Alpha1 acid glycoprotein binds to imatinib (STI571) and substantially alters its pharmacokinetics in chronic myeloid leukemia patients.

PURPOSE: Imatinib (Glivec) is a potent inhibitor of bcr/abl, an oncogenic fusion protein that causes chronic myelogenous leukemia (CML). alpha1 acid glycoprotein (AGP) binds to imatinib with high affinity and inhibits imatinib activity in vitro and in vivo in an animal model. A pharmacokinetics analysis of imatinib was undertaken in CML patients. EXPERIMENTAL DESIGN: Imatinib plasma concentrations were measured in 19 CML patients treated with imatinib (400 or 600 mg/day). Five patients received a concomitant short-term course of clindamycin (CLI). RESULTS: A positive correlation between AGP and imatinib plasma levels was observed. CLI administration decreased imatinib plasma concentrations, evaluated as area under the curve (AUC) and peak concentrations (C(max)).
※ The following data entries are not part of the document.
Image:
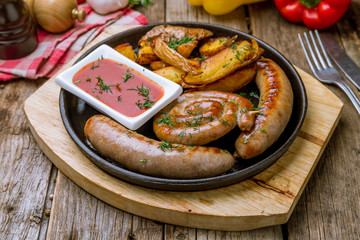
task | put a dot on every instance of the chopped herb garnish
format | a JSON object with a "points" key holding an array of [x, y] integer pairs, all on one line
{"points": [[143, 91], [166, 120], [127, 75], [174, 42], [103, 86], [254, 94], [182, 133], [224, 122], [93, 66], [166, 145], [226, 65], [147, 104]]}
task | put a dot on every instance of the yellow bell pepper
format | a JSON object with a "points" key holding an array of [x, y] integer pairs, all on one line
{"points": [[221, 7]]}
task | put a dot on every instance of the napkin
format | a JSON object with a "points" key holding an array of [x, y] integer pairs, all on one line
{"points": [[55, 50]]}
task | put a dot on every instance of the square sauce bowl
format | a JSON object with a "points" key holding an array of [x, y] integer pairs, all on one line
{"points": [[118, 87]]}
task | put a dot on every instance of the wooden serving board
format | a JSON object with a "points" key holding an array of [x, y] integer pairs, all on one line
{"points": [[263, 200]]}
The effects of a bolus of CLI was studied in three patients on imatinib 23 h after the last imatinib dose. Within 5-10 min in three of three cases, CLI caused a decrease in imatinib plasma concentrations of 2.6-, 2.7-, and 4.7-fold, respectively. In vitro experiments using fresh blasts from CML patients showed that AGP, at concentrations observed in the patients, decreased imatinib intracellular concentrations up to 10 times and blocked imatinib activity. The incubation with CLI restored imatinib intracellular concentrations and biological activity. CONCLUSION: AGP exerts significant effects of the pharmacokinetics, plasma concentrations, and intracellular distribution of imatinib in CML patients; these data indicate that plasma imatinib levels represent unreliable indicators of the cellular concentrations of this molecule.